Эта зрелость материальных предпосылок для социалистического (или государственно-монополистического) преобразования, сравнительно малая разность экономических «потенциалов» – между прежней, разрушаемой кризисом структурой и структурой нового общества – накладывает свой отпечаток на многие существенные стороны революционного процесса.
Элементы новых базисных структур (в том числе и социалистических
– важное отличие от раннее рассмотренных революций) возникают, завоевываются до окончательного решения проблемы власти.
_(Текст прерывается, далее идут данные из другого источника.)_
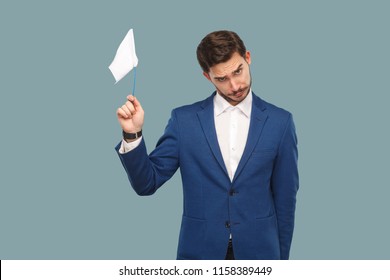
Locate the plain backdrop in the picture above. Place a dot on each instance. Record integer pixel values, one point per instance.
(64, 193)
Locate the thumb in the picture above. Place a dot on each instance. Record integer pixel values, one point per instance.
(136, 103)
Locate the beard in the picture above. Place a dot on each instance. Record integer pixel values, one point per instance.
(237, 96)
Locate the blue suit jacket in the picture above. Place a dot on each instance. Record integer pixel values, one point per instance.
(257, 207)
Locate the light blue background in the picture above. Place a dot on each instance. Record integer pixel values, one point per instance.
(64, 194)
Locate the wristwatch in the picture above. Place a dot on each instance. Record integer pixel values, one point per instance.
(131, 136)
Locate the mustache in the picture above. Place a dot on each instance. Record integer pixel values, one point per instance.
(238, 91)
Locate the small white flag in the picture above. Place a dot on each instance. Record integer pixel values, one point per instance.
(125, 58)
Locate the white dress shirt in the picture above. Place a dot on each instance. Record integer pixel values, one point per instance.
(232, 126)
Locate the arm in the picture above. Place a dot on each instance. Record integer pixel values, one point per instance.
(147, 173)
(285, 184)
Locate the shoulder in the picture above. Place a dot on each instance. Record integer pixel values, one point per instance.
(271, 109)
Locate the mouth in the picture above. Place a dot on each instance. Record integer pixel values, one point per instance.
(238, 94)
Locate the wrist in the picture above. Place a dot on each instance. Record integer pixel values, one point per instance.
(130, 137)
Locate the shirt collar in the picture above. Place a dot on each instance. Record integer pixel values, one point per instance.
(221, 105)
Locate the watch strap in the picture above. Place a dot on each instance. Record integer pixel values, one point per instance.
(131, 136)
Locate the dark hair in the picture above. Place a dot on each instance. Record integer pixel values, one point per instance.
(218, 47)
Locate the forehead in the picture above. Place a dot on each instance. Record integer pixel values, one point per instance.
(226, 68)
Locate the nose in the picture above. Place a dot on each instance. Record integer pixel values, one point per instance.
(234, 84)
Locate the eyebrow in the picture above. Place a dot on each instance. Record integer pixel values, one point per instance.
(238, 68)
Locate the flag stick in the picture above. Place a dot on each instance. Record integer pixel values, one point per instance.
(135, 75)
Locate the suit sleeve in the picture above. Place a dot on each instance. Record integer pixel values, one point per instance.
(285, 184)
(147, 173)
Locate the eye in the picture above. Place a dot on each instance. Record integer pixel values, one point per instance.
(221, 79)
(238, 71)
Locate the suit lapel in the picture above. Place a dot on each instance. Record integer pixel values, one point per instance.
(258, 119)
(206, 118)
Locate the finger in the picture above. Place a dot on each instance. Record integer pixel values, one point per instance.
(130, 106)
(126, 110)
(137, 104)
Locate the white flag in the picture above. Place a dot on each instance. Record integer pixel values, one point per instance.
(125, 58)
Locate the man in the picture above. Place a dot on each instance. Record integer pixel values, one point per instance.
(237, 156)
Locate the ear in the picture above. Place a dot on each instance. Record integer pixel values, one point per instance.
(248, 57)
(207, 76)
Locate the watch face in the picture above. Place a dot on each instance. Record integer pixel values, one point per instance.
(132, 136)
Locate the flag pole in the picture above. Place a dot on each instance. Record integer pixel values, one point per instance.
(135, 75)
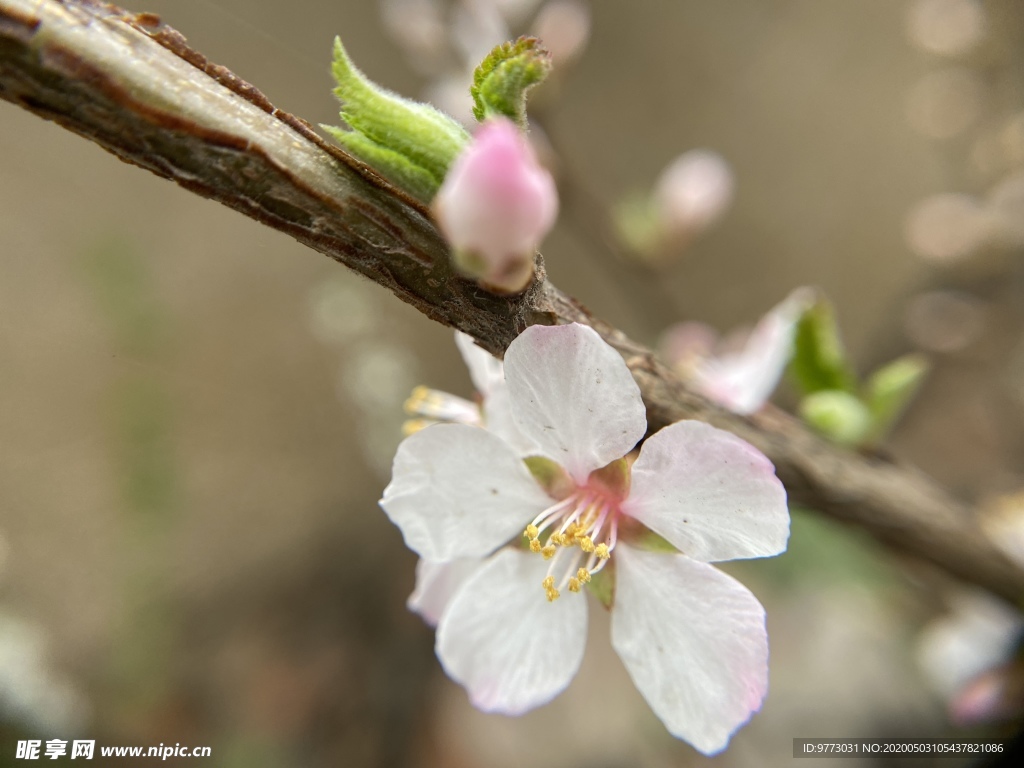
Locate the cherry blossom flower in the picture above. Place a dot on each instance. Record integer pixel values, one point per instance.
(495, 207)
(509, 545)
(740, 372)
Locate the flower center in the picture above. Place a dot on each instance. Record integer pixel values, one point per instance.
(579, 535)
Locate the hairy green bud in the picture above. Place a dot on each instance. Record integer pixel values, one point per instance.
(502, 80)
(410, 143)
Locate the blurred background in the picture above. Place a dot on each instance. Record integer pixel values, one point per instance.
(198, 415)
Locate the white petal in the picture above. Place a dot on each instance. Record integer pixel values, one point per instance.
(693, 640)
(498, 418)
(573, 396)
(458, 491)
(436, 583)
(484, 370)
(742, 381)
(712, 495)
(501, 638)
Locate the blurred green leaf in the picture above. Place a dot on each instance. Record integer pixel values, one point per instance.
(819, 360)
(839, 416)
(890, 390)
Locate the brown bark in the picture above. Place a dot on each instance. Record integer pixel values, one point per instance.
(133, 86)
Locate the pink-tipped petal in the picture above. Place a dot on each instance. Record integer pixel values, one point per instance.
(743, 380)
(458, 492)
(711, 495)
(694, 642)
(436, 584)
(501, 638)
(573, 396)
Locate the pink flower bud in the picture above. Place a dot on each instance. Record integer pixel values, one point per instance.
(496, 206)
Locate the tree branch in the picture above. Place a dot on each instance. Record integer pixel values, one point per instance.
(133, 86)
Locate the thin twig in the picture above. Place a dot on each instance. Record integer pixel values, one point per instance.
(133, 86)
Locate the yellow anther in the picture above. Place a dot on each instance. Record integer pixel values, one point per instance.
(419, 396)
(412, 426)
(549, 589)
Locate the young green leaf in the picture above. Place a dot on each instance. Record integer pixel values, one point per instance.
(819, 360)
(890, 390)
(501, 82)
(410, 143)
(837, 415)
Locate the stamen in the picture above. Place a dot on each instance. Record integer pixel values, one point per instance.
(412, 426)
(549, 589)
(441, 407)
(416, 400)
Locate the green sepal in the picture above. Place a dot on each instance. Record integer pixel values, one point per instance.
(819, 360)
(501, 82)
(614, 477)
(410, 143)
(837, 415)
(890, 389)
(602, 586)
(550, 475)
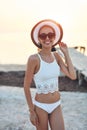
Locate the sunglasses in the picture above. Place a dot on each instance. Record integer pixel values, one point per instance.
(43, 36)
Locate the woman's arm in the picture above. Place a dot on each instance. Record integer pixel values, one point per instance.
(66, 67)
(30, 70)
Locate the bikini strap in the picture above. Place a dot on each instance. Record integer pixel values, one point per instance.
(39, 56)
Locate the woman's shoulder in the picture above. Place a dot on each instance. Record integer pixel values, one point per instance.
(33, 58)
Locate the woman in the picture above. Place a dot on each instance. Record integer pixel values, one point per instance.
(44, 67)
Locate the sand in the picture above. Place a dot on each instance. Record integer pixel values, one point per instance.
(14, 113)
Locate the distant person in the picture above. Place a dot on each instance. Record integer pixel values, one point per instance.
(44, 67)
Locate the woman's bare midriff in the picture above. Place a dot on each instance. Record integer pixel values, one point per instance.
(48, 98)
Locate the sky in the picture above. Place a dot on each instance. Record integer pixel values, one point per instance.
(17, 17)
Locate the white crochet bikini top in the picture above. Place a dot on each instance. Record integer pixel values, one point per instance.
(46, 79)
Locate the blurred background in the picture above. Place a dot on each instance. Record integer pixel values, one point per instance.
(17, 17)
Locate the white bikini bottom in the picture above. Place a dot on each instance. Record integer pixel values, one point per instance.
(49, 108)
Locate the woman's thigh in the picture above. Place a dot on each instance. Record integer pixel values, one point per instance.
(43, 119)
(56, 119)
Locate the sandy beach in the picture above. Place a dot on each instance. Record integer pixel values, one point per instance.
(14, 113)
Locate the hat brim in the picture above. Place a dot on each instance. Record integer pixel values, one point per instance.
(56, 26)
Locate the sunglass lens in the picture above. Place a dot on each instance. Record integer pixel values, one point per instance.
(43, 36)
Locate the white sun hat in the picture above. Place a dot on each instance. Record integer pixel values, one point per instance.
(56, 26)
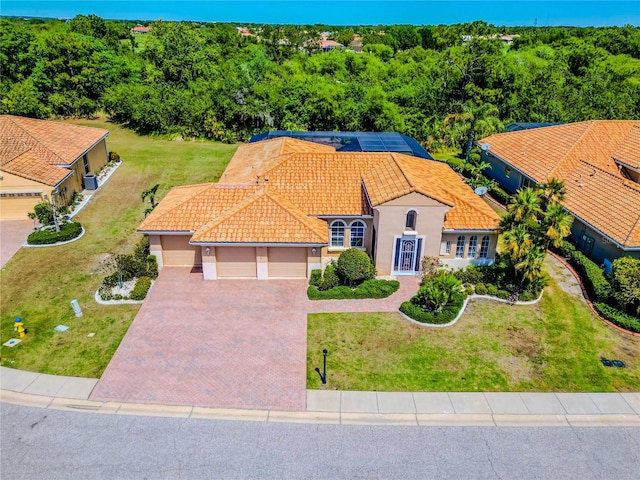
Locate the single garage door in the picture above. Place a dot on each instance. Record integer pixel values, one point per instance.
(236, 262)
(17, 207)
(287, 262)
(176, 251)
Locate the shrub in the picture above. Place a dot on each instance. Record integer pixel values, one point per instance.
(618, 317)
(527, 296)
(593, 277)
(367, 289)
(48, 236)
(330, 278)
(354, 266)
(481, 289)
(447, 314)
(44, 214)
(503, 294)
(140, 289)
(315, 278)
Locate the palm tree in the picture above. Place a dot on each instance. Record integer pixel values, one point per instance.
(557, 223)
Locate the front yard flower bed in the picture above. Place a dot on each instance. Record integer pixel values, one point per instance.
(48, 235)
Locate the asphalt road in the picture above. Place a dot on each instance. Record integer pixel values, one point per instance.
(50, 444)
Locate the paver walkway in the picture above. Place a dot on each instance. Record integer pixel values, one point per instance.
(231, 343)
(13, 234)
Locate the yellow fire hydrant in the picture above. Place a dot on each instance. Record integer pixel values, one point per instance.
(18, 326)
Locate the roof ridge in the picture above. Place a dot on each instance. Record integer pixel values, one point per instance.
(590, 124)
(35, 138)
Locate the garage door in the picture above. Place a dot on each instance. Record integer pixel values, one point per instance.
(288, 262)
(176, 251)
(17, 207)
(236, 262)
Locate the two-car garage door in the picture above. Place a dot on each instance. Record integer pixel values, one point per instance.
(240, 262)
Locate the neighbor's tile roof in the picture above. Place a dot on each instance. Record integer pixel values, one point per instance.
(264, 218)
(280, 185)
(613, 205)
(629, 150)
(37, 149)
(583, 153)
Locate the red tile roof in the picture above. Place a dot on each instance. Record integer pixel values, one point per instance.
(584, 155)
(37, 149)
(282, 184)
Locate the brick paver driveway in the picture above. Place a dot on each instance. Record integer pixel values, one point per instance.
(230, 344)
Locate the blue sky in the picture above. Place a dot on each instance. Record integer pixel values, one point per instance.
(348, 12)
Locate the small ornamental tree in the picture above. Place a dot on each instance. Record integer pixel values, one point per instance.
(355, 266)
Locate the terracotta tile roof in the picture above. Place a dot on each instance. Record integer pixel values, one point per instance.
(283, 184)
(629, 150)
(186, 209)
(608, 202)
(264, 218)
(546, 152)
(583, 153)
(35, 149)
(252, 159)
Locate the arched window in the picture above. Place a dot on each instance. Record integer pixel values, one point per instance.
(411, 220)
(473, 246)
(484, 247)
(337, 233)
(357, 233)
(460, 247)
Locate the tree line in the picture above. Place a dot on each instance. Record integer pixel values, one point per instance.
(207, 80)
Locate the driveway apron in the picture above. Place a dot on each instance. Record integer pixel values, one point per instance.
(227, 344)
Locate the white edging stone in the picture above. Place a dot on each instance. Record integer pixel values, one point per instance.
(464, 306)
(26, 245)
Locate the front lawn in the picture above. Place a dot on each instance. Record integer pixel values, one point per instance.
(38, 284)
(555, 345)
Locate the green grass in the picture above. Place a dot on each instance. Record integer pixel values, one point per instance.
(38, 284)
(555, 345)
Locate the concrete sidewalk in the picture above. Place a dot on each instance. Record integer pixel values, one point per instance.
(353, 408)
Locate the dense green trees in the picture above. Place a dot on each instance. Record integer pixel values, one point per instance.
(439, 84)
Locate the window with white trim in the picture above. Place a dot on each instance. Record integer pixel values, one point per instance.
(484, 247)
(357, 233)
(473, 246)
(410, 224)
(460, 247)
(337, 233)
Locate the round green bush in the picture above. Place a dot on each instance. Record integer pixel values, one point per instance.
(354, 266)
(481, 289)
(47, 236)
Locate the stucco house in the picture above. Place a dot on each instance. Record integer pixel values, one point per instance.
(598, 160)
(284, 207)
(39, 157)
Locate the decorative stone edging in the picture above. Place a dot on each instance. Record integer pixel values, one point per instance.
(99, 300)
(464, 306)
(26, 245)
(585, 294)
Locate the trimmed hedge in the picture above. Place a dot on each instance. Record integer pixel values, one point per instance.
(140, 289)
(367, 289)
(593, 277)
(48, 236)
(445, 315)
(618, 317)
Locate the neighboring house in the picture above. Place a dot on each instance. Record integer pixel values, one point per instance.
(327, 45)
(284, 207)
(140, 29)
(39, 157)
(598, 160)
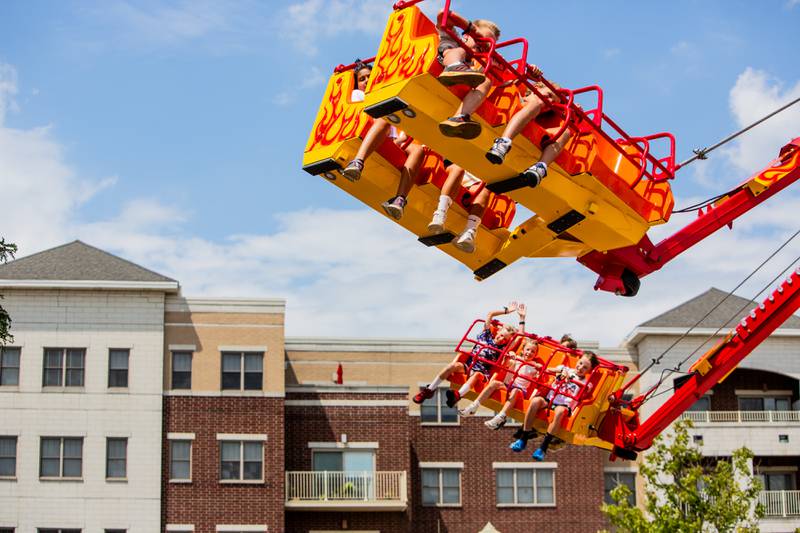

Революционная борьба за демократию представляет собой составную часть борьбы за социализм, а не предшествующую ей стадию, она порождается противоречиями самого капитализма, а не докапиталистическими элементами отживающей структуры. Именно поэтому демократические союзники пролетариата способны стать и социалистическими союзниками его. Поэтому же в революциях данной фазы становится объективно осуществимым императив истории – сознательное участие большинства как обязательная предпосылка победы революции в странах развитого капитализма. Рабочий класс и в этих революциях является авангардной и руководящей силой, однако в его социальной психологии, формах борьбы, идеологии происходят существенные сдвиги.Основным импульсом, «осью» развития революционной борьбы является прежде всего борьба в защиту и за расширение демократии
, борьба за мир (в конкретных условиях конца 30 – 40-х годов – за национальную независимость), а также за решение конкретных проблем социально-экономического порядка. Вообще, мотивация революционной борьбы весьма расширяется, так же как и социально-политическая база ее, в первую очередь за счет средних слоев города. Иначе говоря – расширяется фронт наступления на капитализм. Вместе с тем меняются формы, ритм, этапы этой борьбы.Борьба носит более позиционный и длительный характер: не фронтальные атаки на государственную власть, а те или иные комплексы реформ, сражения вокруг тех или иных «позиций» власти становятся основными узлами ее, исчезает характерная для пролетарских революций полярность революции и реформ; впервые возникает (а подчас становится единственно реальной) возможность мирного развития всего революционного цикла. Одним из последствий «социалистичности подавляющего большинства
» становится общенародный характер революционной демократии, в отличие от преобладающей тенденции классовой демократии в пролетарских революциях. Для государственного строя, возникающего в ходе этой революции, характерны тенденции к сохранению свобод и демократических завоеваний прошлого, к автономности ряда общественных институтов по отношению к центральной власти, к многопартийности на новой, социалистической основе. Правда, как уже говорилось, тенденции эти по тем или иным причинам не получили полного развития. Вместе с тем есть основания предполагать, что основные моменты, отличающие демократические и социалистические революции от революций пролетарских, еще более усилятся в период будущего кризиса структур (хотя не исключено появление и совсем новых закономерностей).Такова – предельно схематически – одна из возможных, на наш взгляд, схем «эпох социальной революции».
Очевидно, что в основу деления здесь не положены ни эволюция глобальных
закономерностей революционного процесса, ни закономерности национально-специфического порядка, но то, что может быть условно названо фазовыми тенденциями (которые, как правило, воспринимаются как тенденции региональные). Я думаю, что удельный вес этой группы закономерностей в развитии революции гораздо выше, чем считалось раньше, и будет расти в наших теоретических концепциях как за счет «разукрупнения» прежних «всеобщих законов», оказавшихся на поверку «частными случаями», так и через обобщение того, что ранее рассматривалось как связанное с сугубо конкретными обстоятельствами места и времени.